Some thoughts on resilience

My brain is feeling like a load of goop at the moment, as I mentioned in my last post, I’ve been having a flare up of my misophonia and feeling rather stressed in general.

I feel claustrophobic at home and wish I could move somewhere with my own four walls (away from neighbours), which unfortunately isn’t an option at the moment. So instead, I’ve been keeping busy, but it’s a restless busy-ness. I still place quite a lot of value on what other people think and worry about being seen as lazy.

Feeling so low has caused me to question whether going to university is the right thing for me after all. I spoke to my therapist about it, and she questioned if it’s something I really want to do or something I feel I should do. Which is a difficult question for someone like me, who frequently changes their mind. I think it’s a bit of both.

At the core of everything, I’d like to be able to help other people, and be able to earn a living while doing it. And if I’m honest with myself, it will need to be on a part time basis to fit around my health. I think I’m going to aim to train as a counsellor instead, there’s an evening class ‘introduction to counselling’ that’s starting in September that I’d like to try.

Resilience

It’s good to have something to aim for. I’m trying to believe in myself instead of expecting anxiety to sabotage anything I ever try. It always comes back to resilience (which I don’t have a lot of!)
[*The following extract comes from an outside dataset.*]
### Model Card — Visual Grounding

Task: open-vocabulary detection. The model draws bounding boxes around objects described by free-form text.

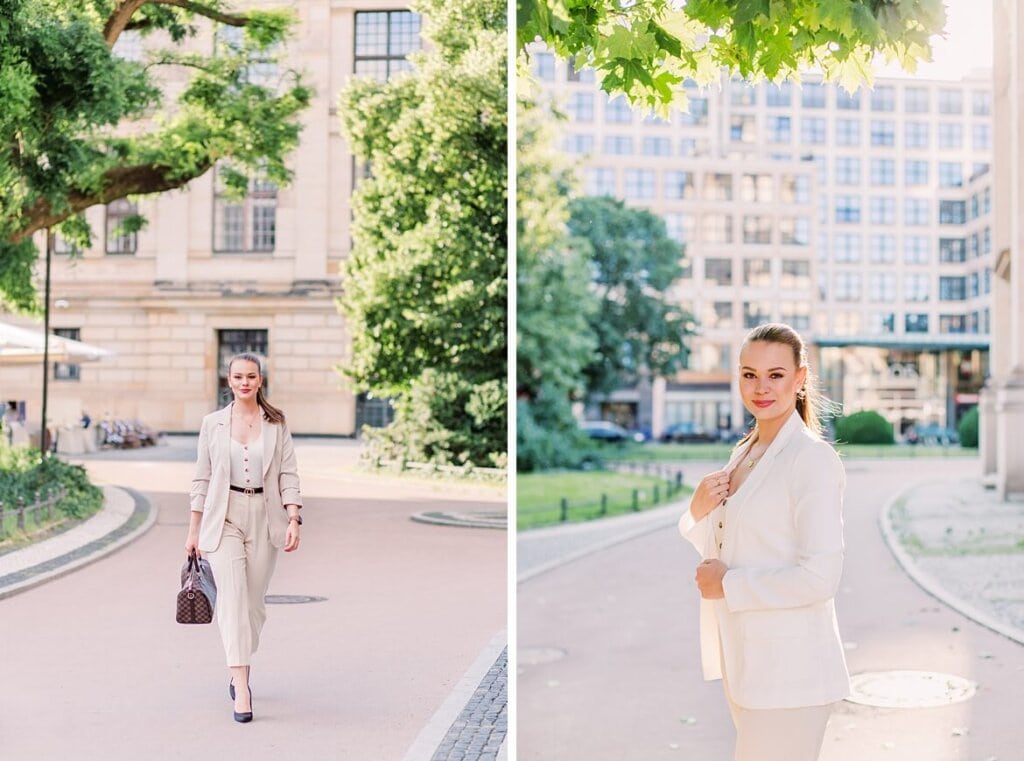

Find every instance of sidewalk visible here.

I’ve been reading a book called The Choice by Dr Edith Eger. Dr Eger is a holocaust survivor and was sent to Auschwitz at the age of 16 with her parents and sister. Her parents were immediately sent to the gas chamber, while she was told they were ‘going for a shower.’ Later, a guard callously points to a chimney and tells her that they’re burning there and she should get used to referring to them in the past tense. As you can imagine, she goes through hell and only narrowly survives her ordeal. I can’t get my head around such barbarity and my heart aches for the people who had to live through it.

Dr Eger is an incredible woman, and says she made it through those awful times by realising that no-one could take away the freedom she had in her mind. While she was imprisoned all of her energy was spent on surviving, and it was after she was liberated that the trauma and emotion kicked in. It sounds ridiculous, but I hadn’t considered what happened people after they were freed, and how they ever processed what had happened to them.

Feeling your emotions


A theme I’m finding crop up again and again in various books is the importance of recognising trauma in your body. Dr Eger found that she could only begin to process her experiences when she allowed herself to feel her emotions. She said by keeping her ordeal a secret it became another imprisonment. This is something I relate to, because I tend to supress my emotions a lot, sometimes without even realising it.

She immigrated to the US, where life wasn’t exactly plain sailing for her there either, but she went on to become a psychologist specialising in post-traumatic stress. She’s becoming a real hero of mine, and I highly recommend you check out The Choice, as well as some of her interviews which can be found on YouTube.

In no way am I comparing myself or my issues to hers (in her interviews she says neither does she with her patients, as all emotional suffering is still suffering), but she gives me hope that I have a bit of resilience in me to get through my own mental health struggles. I really would like to do some good in the world.

That was quite heavy, but I think there are a lot of important lessons in what she says, particularly to those of us who are going through tough times.

“We cannot choose to have a life free of hurt. But we can choose to be free, to escape the past, no matter what befalls us, and to embrace the possible.” Dr Edith Eger.